Working with our hardware vendor's tier 4 engineers, we were able to coax both Drive 0 and Drive 6 back into active, albeit degraded, statuses. That gave us 3 degraded drives:
* Drive 0 and 6 in a degraded state
* Drive 10 because of corrupted data
Fault tolerance thresholds require no more than 2 degraded drives, so we removed Drive 10, convincing the controller that there were only 2 degraded drives (Drives 0 and 6) which satisfied fault tolerance thresholds and allowed it to resume operations. This got the SAN back online, and we were able to start transferring your data from the affected volumes to stable ones.
What's Taking So Long?
Due to the very fragile nature of the array and it's dependency on Drive 0 remaining active (which may crash anytime, causing a loss of all data on the array), our hardware vendor's senior tier 4 engineer stated that the evacuation process must be handled one volume (one server) at a time, in sequence. At this point, additional engineers or hardware cannot influence the speed of the recovery process. Evacuating multiple volumes would make the process go faster but could result in another fault and possibly data loss.
What's Next?
Over 68% of the servers initially affected by this issue are already back up and running. However, we're still working around the clock to get the remaining servers back online. I urge you to check the status blog for updated ETAs (linked above). Once we're 100% up and running, we will be conducting an in-depth investigation and publishing a post-issue report on our main blog. This report will include the root cause of these issues, as well as documentation outlining the steps we'll be taking to prevent any future incidents of this nature.

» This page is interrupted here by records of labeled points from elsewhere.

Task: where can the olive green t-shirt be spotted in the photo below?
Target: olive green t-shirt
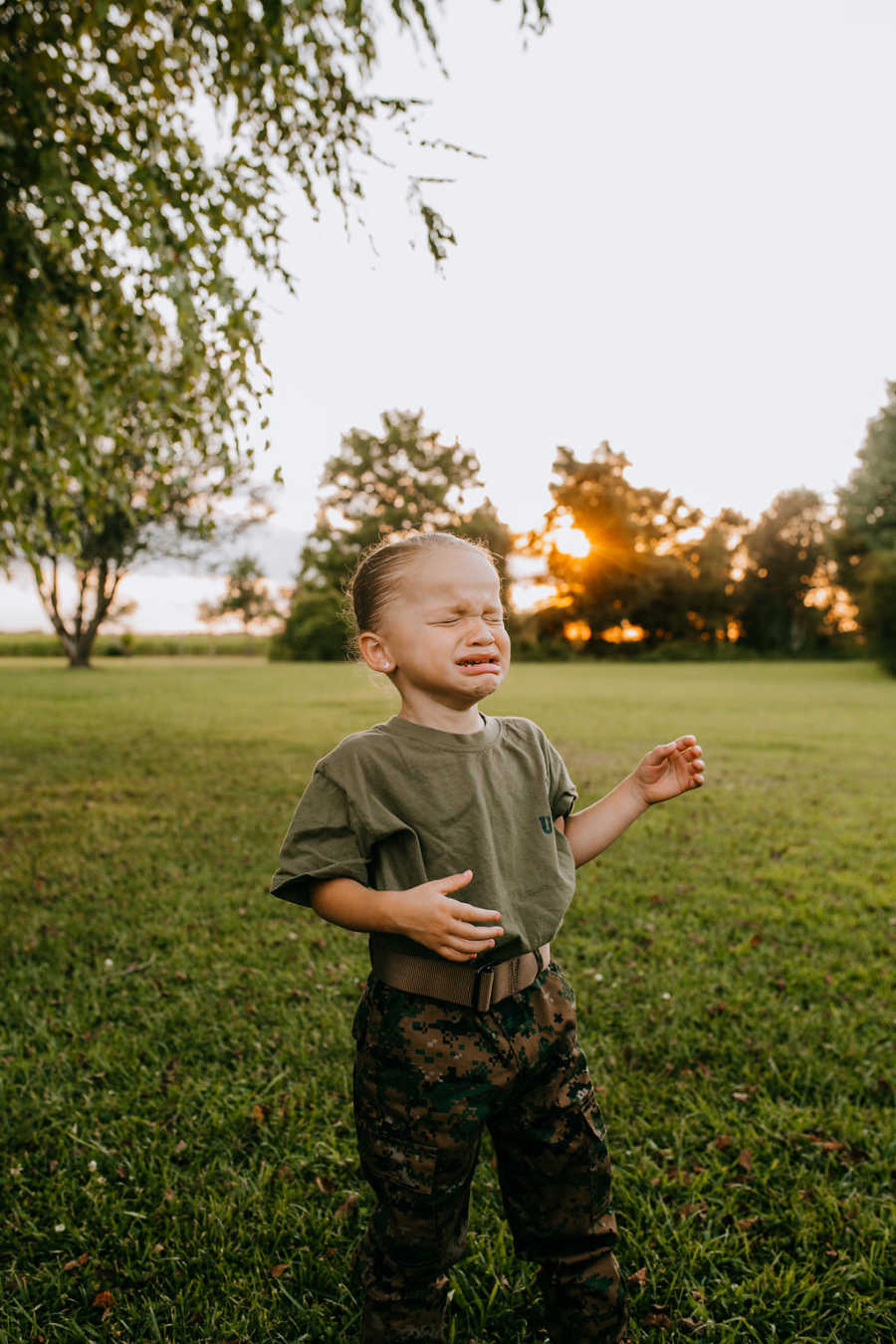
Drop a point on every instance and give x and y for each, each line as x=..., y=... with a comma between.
x=402, y=803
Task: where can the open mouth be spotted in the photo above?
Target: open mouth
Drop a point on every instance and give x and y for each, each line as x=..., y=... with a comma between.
x=487, y=660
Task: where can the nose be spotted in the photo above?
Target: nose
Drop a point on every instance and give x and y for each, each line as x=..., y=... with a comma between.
x=481, y=632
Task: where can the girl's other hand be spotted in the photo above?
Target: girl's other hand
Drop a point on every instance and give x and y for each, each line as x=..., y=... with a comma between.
x=431, y=916
x=669, y=769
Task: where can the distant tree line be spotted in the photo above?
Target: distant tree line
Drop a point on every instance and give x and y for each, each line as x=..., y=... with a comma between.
x=625, y=567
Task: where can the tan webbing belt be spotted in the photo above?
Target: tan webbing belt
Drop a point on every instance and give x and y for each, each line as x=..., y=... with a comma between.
x=470, y=986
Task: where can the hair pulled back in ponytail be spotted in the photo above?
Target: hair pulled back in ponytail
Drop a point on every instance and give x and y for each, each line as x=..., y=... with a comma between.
x=376, y=576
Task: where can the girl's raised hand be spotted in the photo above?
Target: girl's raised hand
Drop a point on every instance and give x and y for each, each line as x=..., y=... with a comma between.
x=431, y=916
x=669, y=769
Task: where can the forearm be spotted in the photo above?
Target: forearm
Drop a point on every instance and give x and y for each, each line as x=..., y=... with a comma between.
x=590, y=830
x=353, y=906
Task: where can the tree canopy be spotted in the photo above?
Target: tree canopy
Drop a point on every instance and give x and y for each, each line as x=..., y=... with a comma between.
x=403, y=479
x=142, y=149
x=634, y=567
x=866, y=541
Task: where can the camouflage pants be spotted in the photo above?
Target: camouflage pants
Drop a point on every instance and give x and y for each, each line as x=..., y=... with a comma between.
x=427, y=1077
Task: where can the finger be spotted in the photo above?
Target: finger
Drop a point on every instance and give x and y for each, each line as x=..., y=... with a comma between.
x=473, y=913
x=452, y=955
x=460, y=929
x=466, y=947
x=454, y=882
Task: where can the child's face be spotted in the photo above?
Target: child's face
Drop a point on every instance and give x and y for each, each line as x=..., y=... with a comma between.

In the meantime, I've been personally reading every single one of your comments on the blogs, and can only offer my utmost apologies for this terrible situation.
I know that waiting for your servers to come back up is aggravating, but please trust me when I tell you we're doing everything we can to get your servers back up and running as quickly as possible.